Back with more questions

1. Dec 15, 2004

Kimorto

Thanx for everyone who has helped so far.
(This is not homework, I'm doing problems to study for my final that is in less than 3 hours).
This next question i'm having a hard time with is...

A 2150-kg truck is traveling along a straight,level road at a constant speed of 55.0km/h (15.8m/s) when the driver removes his foot from the accelerator. After 21.0 seconds, the truck's speed is 33.0 km/h (9.2m/s). What is the magnitude of the average net force acting on the truck during the 21.0 second interval?

The answer is 626 N but I have no idea on how to get to it.

2. Dec 15, 2004

marlon

This is one dimensional movement along a straight line...

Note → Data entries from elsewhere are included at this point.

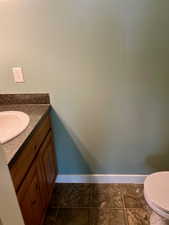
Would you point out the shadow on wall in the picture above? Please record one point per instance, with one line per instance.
(72, 156)
(159, 161)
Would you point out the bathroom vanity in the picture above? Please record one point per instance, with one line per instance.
(32, 163)
(34, 173)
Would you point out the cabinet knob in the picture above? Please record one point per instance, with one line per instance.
(33, 202)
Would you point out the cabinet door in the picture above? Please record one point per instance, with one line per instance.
(48, 162)
(30, 199)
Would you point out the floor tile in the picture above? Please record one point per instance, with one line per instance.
(75, 195)
(133, 195)
(106, 196)
(106, 216)
(138, 216)
(72, 216)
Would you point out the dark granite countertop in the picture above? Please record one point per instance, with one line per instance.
(36, 113)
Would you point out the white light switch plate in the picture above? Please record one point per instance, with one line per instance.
(18, 74)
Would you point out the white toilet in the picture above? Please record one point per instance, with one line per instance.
(156, 193)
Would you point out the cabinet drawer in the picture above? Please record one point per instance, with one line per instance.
(21, 166)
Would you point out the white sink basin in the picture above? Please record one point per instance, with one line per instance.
(12, 123)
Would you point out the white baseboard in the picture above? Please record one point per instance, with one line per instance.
(102, 178)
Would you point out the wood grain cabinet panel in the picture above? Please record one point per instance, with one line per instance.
(38, 179)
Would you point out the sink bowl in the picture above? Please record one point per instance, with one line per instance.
(12, 123)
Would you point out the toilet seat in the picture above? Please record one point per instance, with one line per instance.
(156, 191)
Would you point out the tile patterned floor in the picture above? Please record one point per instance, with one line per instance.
(98, 204)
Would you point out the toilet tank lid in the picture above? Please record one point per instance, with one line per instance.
(156, 189)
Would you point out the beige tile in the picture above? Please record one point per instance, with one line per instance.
(138, 216)
(107, 196)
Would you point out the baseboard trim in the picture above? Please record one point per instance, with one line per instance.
(102, 178)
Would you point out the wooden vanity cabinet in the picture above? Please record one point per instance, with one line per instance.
(35, 182)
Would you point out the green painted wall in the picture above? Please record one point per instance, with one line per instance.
(106, 67)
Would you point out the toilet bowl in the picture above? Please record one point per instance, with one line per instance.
(156, 193)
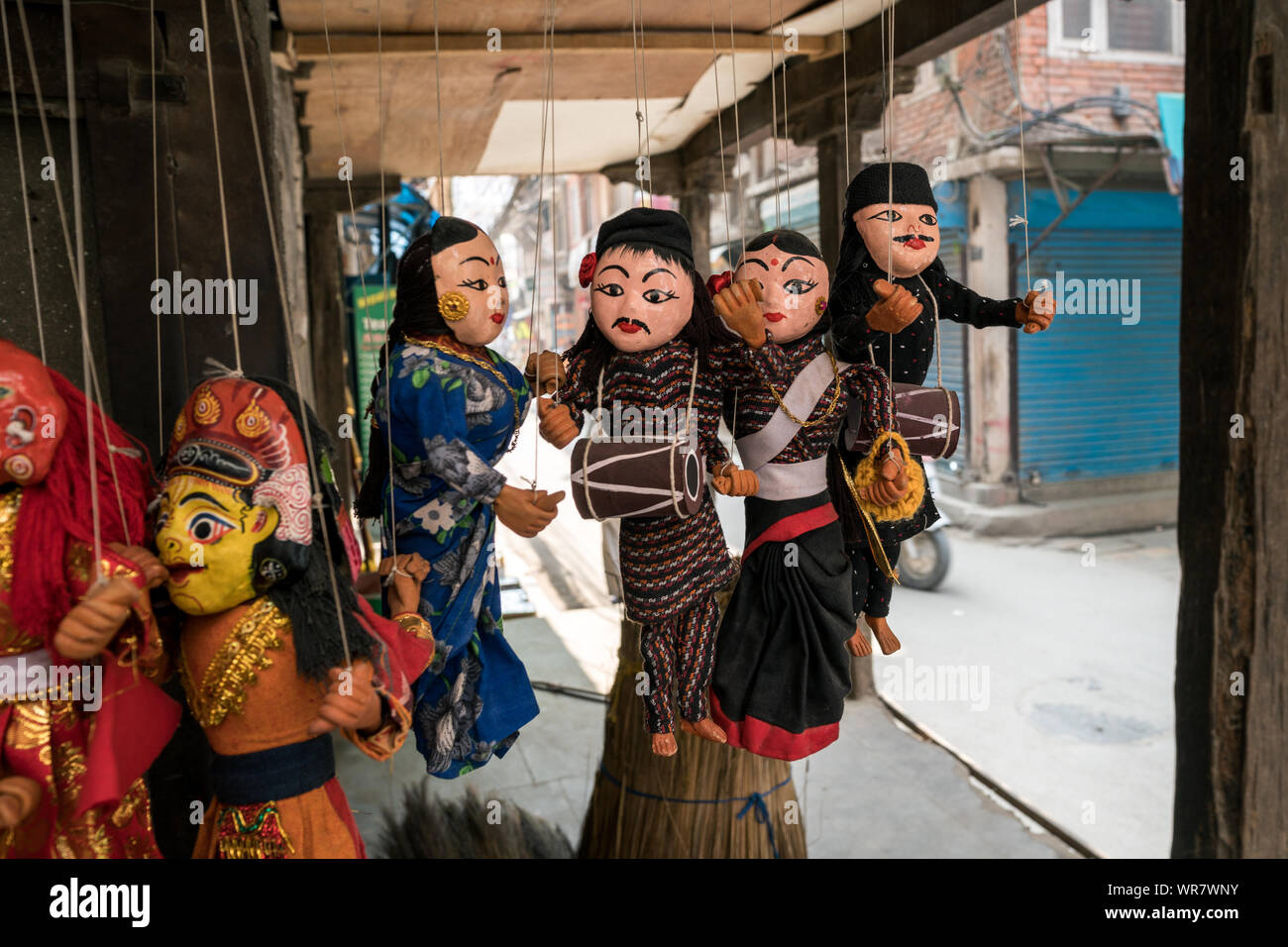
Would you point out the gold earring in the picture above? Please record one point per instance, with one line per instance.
(454, 307)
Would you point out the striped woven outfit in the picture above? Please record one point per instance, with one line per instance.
(673, 567)
(782, 671)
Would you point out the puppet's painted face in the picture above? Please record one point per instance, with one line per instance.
(31, 416)
(914, 235)
(794, 287)
(206, 536)
(639, 300)
(471, 283)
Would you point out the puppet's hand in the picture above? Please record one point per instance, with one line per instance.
(408, 574)
(858, 643)
(18, 799)
(549, 367)
(738, 304)
(149, 565)
(352, 701)
(892, 483)
(91, 625)
(557, 424)
(1035, 312)
(733, 480)
(894, 311)
(526, 512)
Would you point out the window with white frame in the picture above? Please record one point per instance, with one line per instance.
(1122, 29)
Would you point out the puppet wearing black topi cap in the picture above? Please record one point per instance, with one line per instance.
(890, 290)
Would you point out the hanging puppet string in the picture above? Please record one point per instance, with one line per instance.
(724, 182)
(737, 134)
(845, 90)
(773, 99)
(80, 286)
(548, 39)
(1024, 182)
(156, 215)
(353, 218)
(310, 450)
(219, 179)
(644, 146)
(384, 262)
(787, 141)
(22, 183)
(438, 105)
(91, 386)
(554, 215)
(533, 322)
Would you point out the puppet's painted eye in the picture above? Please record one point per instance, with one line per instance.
(206, 527)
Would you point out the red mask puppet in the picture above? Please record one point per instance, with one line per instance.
(33, 415)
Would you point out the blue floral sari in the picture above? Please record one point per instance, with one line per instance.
(454, 419)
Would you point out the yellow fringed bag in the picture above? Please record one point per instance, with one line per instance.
(866, 474)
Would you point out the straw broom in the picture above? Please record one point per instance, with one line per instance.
(619, 823)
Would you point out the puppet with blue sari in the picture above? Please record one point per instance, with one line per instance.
(452, 408)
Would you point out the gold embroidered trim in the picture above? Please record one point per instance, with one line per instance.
(236, 665)
(9, 501)
(13, 639)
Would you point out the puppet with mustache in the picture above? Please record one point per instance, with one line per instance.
(890, 289)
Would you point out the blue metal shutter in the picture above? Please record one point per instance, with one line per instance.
(1098, 397)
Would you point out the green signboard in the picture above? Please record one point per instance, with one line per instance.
(373, 311)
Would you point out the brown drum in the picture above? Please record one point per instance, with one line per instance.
(636, 479)
(930, 420)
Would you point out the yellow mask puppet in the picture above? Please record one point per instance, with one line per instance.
(235, 514)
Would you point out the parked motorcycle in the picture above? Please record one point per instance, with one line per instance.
(923, 560)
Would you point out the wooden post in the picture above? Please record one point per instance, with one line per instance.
(1232, 647)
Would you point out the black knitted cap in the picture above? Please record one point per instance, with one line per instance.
(872, 185)
(661, 228)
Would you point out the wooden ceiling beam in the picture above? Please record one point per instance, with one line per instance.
(923, 30)
(305, 47)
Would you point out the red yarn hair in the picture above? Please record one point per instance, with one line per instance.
(58, 510)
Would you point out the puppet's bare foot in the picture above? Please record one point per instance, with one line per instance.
(706, 728)
(858, 643)
(18, 799)
(664, 744)
(883, 633)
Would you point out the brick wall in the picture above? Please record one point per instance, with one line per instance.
(928, 123)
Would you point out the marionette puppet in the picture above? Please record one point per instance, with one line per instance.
(782, 668)
(265, 656)
(889, 294)
(81, 716)
(452, 408)
(655, 348)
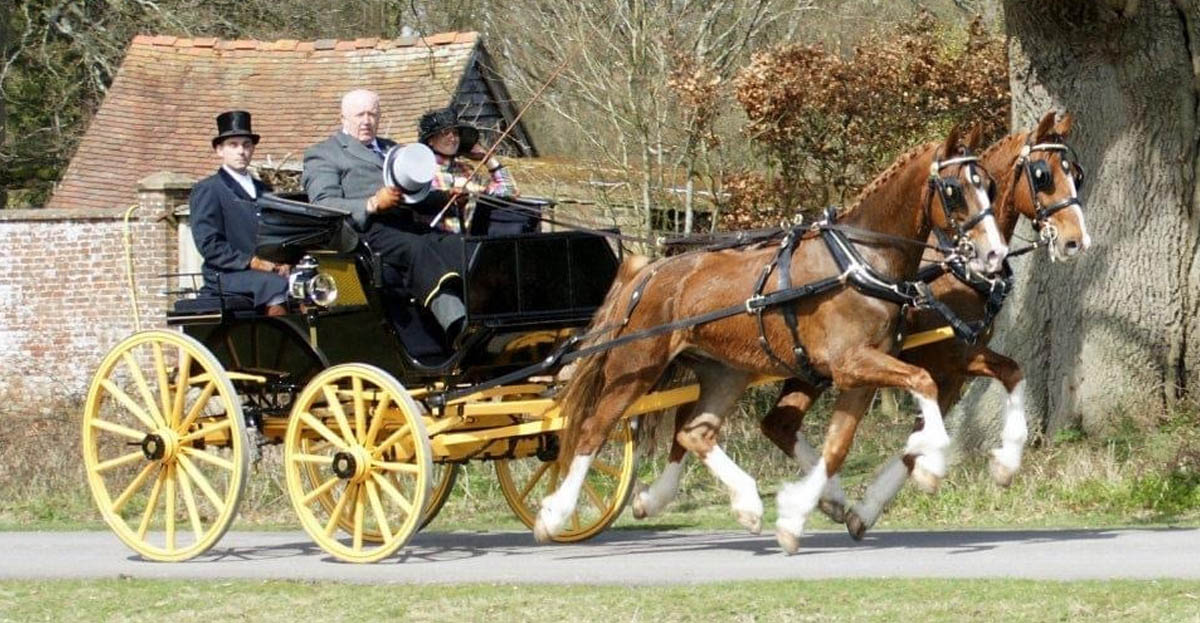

$$v_f = v_i - a * t$$. where i and f denote initian and final...

just try it and multiply with m to find the force...

regards
marlon

3. Dec 15, 2004

Kimorto

Marlon, that doesn't seem right, I keep getting 675 and the answer says its 626 (multiple choice question, closest answer is 626, and teacher said answer is 626)

4. Dec 15, 2004

marlon

yes, i see your point though i am quite certain of this...

regards
marlon...

perhaps someone else can help...

5. Dec 15, 2004

cyby

F = dp/dt = m(v_2 - v_1)/ t = 2150kg(9.2m/s - 15.8m/s)/21s ~ 675

675 has to be right. Your book/teacher is wrong :P

6. May 19, 2010

poopyphysics

you have your conversions wrong.. 55 km/h is 15.3 m/s not 15.8 m/s. The rest is correct.